Repérez les postes excédentaires puis les postes déficitaires, et demandez-vous à chaque fois quel type de compétitivité — ou quelle dotation factorielle — est en jeu.
Correction
Réponse attendue : la France est excédentaire sur un petit nombre de postes. Le premier est celui des matériels de transport, avec un excédent de 10 537 millions d'euros ; les douanes soulignent que le rebond des exportations en 2025 est principalement dû aux livraisons de produits aéronautiques. Viennent ensuite les industries agroalimentaires (+ 537 millions) et l'édition, la communication et les objets d'art (+ 35 millions). L'excédent agroalimentaire s'est effondré : ajouté au solde agricole (− 271 millions), il ne laisse plus qu'un excédent agricole et agroalimentaire de 266 millions d'euros, un niveau que les douanes qualifient de plus bas historique depuis au moins l'an 2000. Ces spécialisations reposent d'abord sur la compétitivité hors-prix : technologie, qualité, réputation et appellations d'origine.

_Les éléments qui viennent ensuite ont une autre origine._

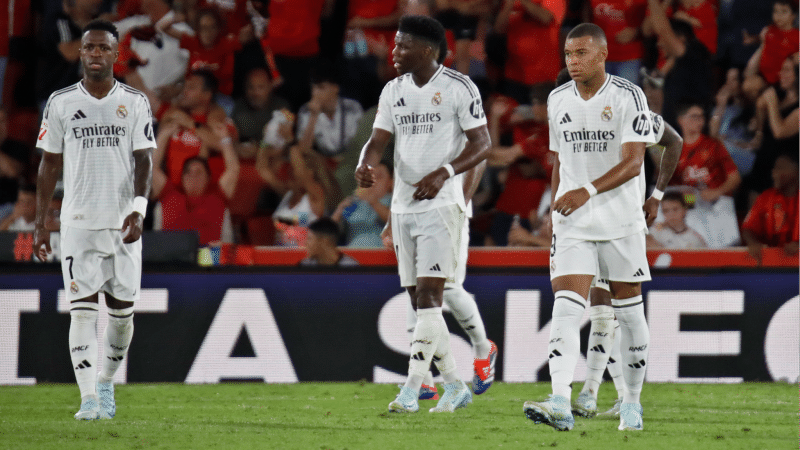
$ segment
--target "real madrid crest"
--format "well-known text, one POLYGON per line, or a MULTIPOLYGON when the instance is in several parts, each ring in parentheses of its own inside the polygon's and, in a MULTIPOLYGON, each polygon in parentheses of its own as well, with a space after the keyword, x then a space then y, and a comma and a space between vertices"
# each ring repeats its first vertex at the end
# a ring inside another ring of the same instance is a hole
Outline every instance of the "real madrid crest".
POLYGON ((433 106, 439 106, 442 104, 442 94, 441 92, 437 92, 433 94, 433 98, 431 99, 431 103, 433 106))
POLYGON ((117 107, 117 117, 119 117, 120 119, 128 117, 128 110, 125 109, 125 105, 119 105, 117 107))
POLYGON ((614 117, 614 114, 611 112, 611 107, 606 106, 603 108, 603 112, 600 113, 600 119, 602 119, 603 122, 610 122, 612 117, 614 117))
POLYGON ((78 284, 73 281, 72 284, 69 286, 69 291, 72 292, 73 294, 77 294, 78 284))

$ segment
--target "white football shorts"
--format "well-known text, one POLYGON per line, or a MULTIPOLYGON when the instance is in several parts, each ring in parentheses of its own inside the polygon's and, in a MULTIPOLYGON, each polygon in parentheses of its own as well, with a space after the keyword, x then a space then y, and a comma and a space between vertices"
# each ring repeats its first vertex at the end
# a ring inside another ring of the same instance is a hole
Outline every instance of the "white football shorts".
POLYGON ((563 275, 594 275, 595 285, 608 280, 626 283, 650 281, 644 230, 610 241, 558 238, 550 246, 550 279, 563 275))
POLYGON ((141 295, 142 240, 122 242, 120 230, 61 226, 61 275, 67 300, 104 291, 122 301, 141 295))
POLYGON ((416 286, 419 277, 455 282, 464 221, 464 211, 455 204, 421 213, 392 213, 401 286, 416 286))

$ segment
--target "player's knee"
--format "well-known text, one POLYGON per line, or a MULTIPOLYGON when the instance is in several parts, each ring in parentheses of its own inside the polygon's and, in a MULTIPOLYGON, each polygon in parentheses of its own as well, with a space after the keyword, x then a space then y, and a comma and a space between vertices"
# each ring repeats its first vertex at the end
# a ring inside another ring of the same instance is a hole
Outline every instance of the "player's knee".
POLYGON ((131 301, 114 298, 108 293, 106 293, 105 296, 106 296, 106 306, 108 306, 109 309, 133 308, 133 302, 131 301))
POLYGON ((90 302, 76 302, 72 304, 72 309, 69 310, 70 319, 73 322, 81 323, 95 323, 97 322, 97 304, 90 302))
POLYGON ((125 329, 133 324, 133 306, 122 309, 108 309, 108 326, 119 330, 125 329))

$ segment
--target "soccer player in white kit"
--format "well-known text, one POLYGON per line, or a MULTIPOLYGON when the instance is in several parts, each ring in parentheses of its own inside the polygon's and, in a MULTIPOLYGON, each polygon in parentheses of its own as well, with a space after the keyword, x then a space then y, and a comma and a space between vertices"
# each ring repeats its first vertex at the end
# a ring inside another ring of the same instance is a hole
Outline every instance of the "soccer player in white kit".
MULTIPOLYGON (((650 110, 636 85, 606 74, 603 31, 580 24, 564 46, 573 79, 547 102, 553 167, 550 279, 555 294, 548 345, 553 394, 525 402, 536 423, 570 430, 571 383, 580 353, 579 325, 595 275, 608 280, 622 331, 625 392, 620 430, 642 429, 639 396, 649 331, 641 282, 650 280, 645 249, 645 146, 655 142, 650 110)), ((647 204, 657 208, 658 202, 647 204)), ((656 211, 648 210, 655 216, 656 211)))
POLYGON ((50 253, 47 207, 63 167, 61 272, 70 302, 69 350, 81 392, 78 420, 116 413, 112 379, 133 336, 142 278, 142 221, 152 180, 152 114, 147 98, 114 80, 119 34, 90 22, 81 39, 81 81, 50 95, 37 147, 34 251, 50 253), (97 373, 98 292, 105 292, 105 361, 97 373))
POLYGON ((392 52, 400 76, 381 93, 372 136, 355 173, 361 187, 370 187, 371 166, 394 135, 392 240, 417 324, 408 379, 389 404, 392 412, 419 410, 419 390, 432 361, 445 392, 431 412, 452 412, 472 401, 450 352, 442 297, 445 281, 455 280, 466 211, 463 188, 453 177, 486 159, 490 139, 474 83, 437 62, 443 39, 444 28, 435 19, 400 20, 392 52))

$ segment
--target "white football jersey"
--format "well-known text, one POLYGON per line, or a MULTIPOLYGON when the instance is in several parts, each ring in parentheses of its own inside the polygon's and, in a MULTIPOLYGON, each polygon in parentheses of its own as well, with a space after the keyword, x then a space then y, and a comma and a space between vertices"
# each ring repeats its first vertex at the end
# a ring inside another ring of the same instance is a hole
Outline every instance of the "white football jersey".
MULTIPOLYGON (((622 161, 622 144, 655 143, 653 122, 642 90, 614 75, 589 100, 574 81, 556 88, 547 100, 550 150, 560 163, 558 199, 611 170, 622 161)), ((662 127, 663 128, 663 127, 662 127)), ((565 217, 553 213, 559 237, 610 240, 647 229, 642 205, 644 167, 640 175, 611 191, 597 194, 565 217)))
POLYGON ((120 229, 133 210, 133 151, 156 146, 150 102, 117 81, 100 99, 78 82, 50 95, 36 146, 63 153, 62 224, 120 229))
POLYGON ((418 213, 452 204, 465 211, 461 177, 445 181, 431 200, 414 200, 413 185, 461 154, 465 130, 485 124, 478 88, 455 70, 439 66, 422 87, 411 74, 387 83, 373 127, 394 134, 392 212, 418 213))

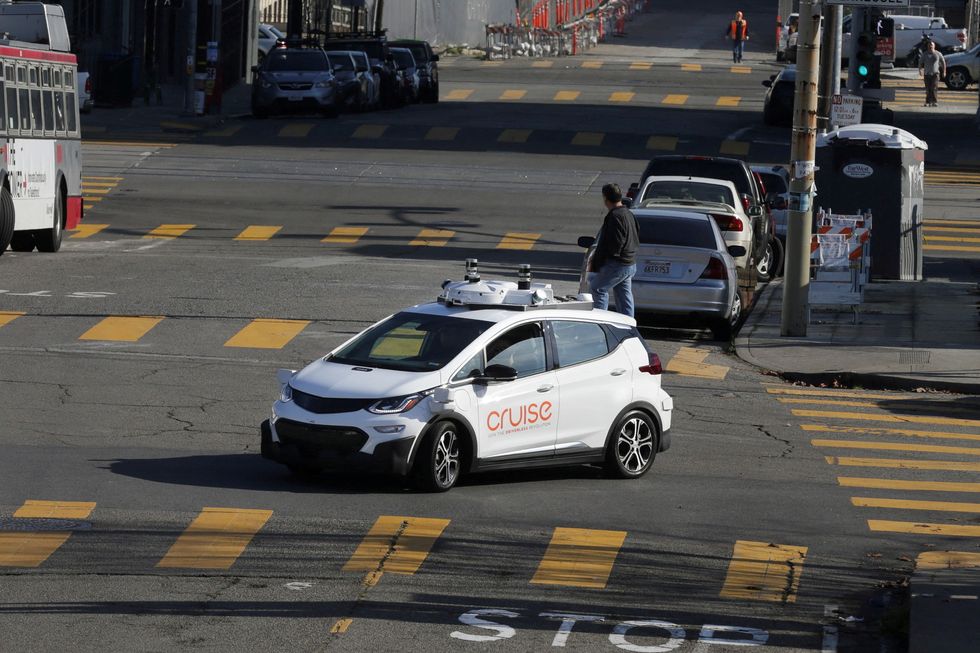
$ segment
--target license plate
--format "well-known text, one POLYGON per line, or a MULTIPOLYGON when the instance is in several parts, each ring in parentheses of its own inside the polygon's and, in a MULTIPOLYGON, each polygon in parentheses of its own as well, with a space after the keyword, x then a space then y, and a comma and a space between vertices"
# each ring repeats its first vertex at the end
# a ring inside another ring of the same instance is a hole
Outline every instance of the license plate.
POLYGON ((643 271, 660 277, 670 276, 670 261, 647 261, 643 271))
POLYGON ((303 101, 303 96, 302 95, 290 95, 289 96, 289 101, 290 102, 302 102, 303 101))

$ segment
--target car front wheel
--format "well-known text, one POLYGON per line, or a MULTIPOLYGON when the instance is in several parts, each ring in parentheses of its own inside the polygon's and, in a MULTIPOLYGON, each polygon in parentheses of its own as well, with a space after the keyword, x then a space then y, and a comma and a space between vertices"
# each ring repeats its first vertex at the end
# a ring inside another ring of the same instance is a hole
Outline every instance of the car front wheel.
POLYGON ((970 81, 970 73, 964 68, 953 68, 946 73, 946 86, 953 91, 965 90, 970 81))
POLYGON ((657 427, 639 410, 628 412, 613 431, 606 452, 606 471, 615 478, 639 478, 657 456, 657 427))
POLYGON ((462 467, 462 438, 452 422, 438 422, 422 441, 415 463, 421 490, 445 492, 456 485, 462 467))
POLYGON ((735 299, 732 300, 732 312, 728 319, 719 319, 711 325, 711 334, 715 340, 729 341, 735 335, 738 322, 742 319, 742 291, 735 291, 735 299))

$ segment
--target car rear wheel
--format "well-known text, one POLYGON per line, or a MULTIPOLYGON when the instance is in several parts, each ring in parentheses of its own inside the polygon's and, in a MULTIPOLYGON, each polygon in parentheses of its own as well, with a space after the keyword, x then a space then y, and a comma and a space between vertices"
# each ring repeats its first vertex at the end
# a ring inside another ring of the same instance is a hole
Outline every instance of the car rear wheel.
POLYGON ((775 263, 775 247, 772 240, 766 243, 766 248, 762 252, 762 257, 755 263, 755 269, 759 273, 759 281, 769 281, 773 277, 773 264, 775 263))
POLYGON ((463 441, 452 422, 437 422, 419 447, 414 467, 420 490, 445 492, 456 485, 462 470, 463 441))
POLYGON ((953 68, 946 73, 946 86, 953 91, 965 90, 970 81, 970 73, 965 68, 953 68))
POLYGON ((298 479, 312 481, 320 476, 320 469, 310 465, 286 465, 289 472, 298 479))
POLYGON ((732 312, 728 319, 720 319, 712 323, 711 334, 715 340, 729 341, 735 335, 739 320, 742 319, 742 291, 735 291, 735 299, 732 300, 732 312))
POLYGON ((628 412, 613 431, 606 452, 606 471, 614 478, 639 478, 657 456, 657 427, 646 413, 628 412))
POLYGON ((61 239, 65 233, 65 203, 61 191, 54 198, 54 224, 50 229, 34 232, 34 243, 39 252, 57 252, 61 249, 61 239))
POLYGON ((33 252, 34 232, 15 231, 13 237, 10 239, 10 249, 15 252, 33 252))
POLYGON ((0 188, 0 255, 14 237, 14 200, 6 186, 0 188))

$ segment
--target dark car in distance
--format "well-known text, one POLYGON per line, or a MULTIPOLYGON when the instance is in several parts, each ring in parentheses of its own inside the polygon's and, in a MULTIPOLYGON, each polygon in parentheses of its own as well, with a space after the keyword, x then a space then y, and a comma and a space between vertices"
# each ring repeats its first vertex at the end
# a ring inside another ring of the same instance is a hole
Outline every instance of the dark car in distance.
POLYGON ((767 125, 793 124, 793 95, 796 92, 796 66, 786 66, 762 85, 768 88, 762 109, 762 122, 767 125))
POLYGON ((293 112, 336 116, 339 111, 337 80, 323 50, 271 50, 252 72, 252 115, 256 118, 293 112))
POLYGON ((399 39, 389 42, 393 48, 407 48, 415 57, 419 72, 422 102, 435 104, 439 101, 439 55, 432 51, 428 41, 399 39))

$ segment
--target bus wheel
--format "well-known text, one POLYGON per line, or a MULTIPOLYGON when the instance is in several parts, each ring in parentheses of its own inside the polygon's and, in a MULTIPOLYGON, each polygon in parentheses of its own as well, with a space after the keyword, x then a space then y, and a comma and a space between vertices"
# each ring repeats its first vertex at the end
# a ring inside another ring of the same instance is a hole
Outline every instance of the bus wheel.
POLYGON ((14 200, 6 186, 0 188, 0 254, 14 235, 14 200))
POLYGON ((33 252, 34 232, 15 231, 14 237, 10 239, 10 249, 14 250, 15 252, 33 252))
POLYGON ((34 232, 34 242, 39 252, 57 252, 61 249, 61 237, 64 235, 65 208, 61 192, 54 200, 54 225, 50 229, 39 229, 34 232))

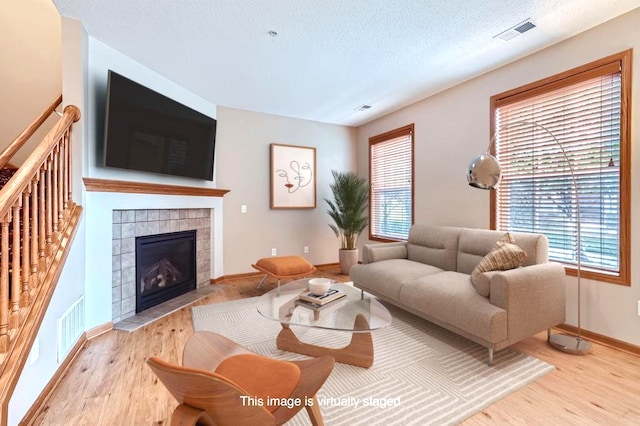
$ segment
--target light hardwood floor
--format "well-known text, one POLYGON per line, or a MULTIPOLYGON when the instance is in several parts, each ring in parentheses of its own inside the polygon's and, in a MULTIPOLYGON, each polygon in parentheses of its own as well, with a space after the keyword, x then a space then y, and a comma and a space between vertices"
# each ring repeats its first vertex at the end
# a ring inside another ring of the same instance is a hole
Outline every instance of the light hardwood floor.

À l'inverse, les déficits sont massifs et de deux natures différentes. Celui des équipements mécaniques, électriques, électroniques et informatiques (− 33 868 millions) et celui des « autres produits industriels » (− 21 638 millions, qui regroupent notamment la chimie, la pharmacie, le textile et la métallurgie) traduisent une perte de compétitivité de l'industrie française face à ses concurrents. Le déficit énergétique, lui, cumule 12 058 millions pour les produits pétroliers raffinés et 30 406 millions pour les hydrocarbures naturels et les produits extractifs, soit 42 464 millions : il ne traduit pas un défaut de compétitivité des entreprises mais l'absence de ressources fossiles sur le territoire, c'est-à-dire une dotation factorielle.
On remarquera enfin que même les produits agricoles sont devenus déficitaires (− 271 millions) : depuis l'an 2000, cela n'était arrivé qu'une seule fois, et de façon très modérée, en 2017.
Une bonne réponse distingue ces deux origines très différentes du déficit et cite au moins deux données chiffrées.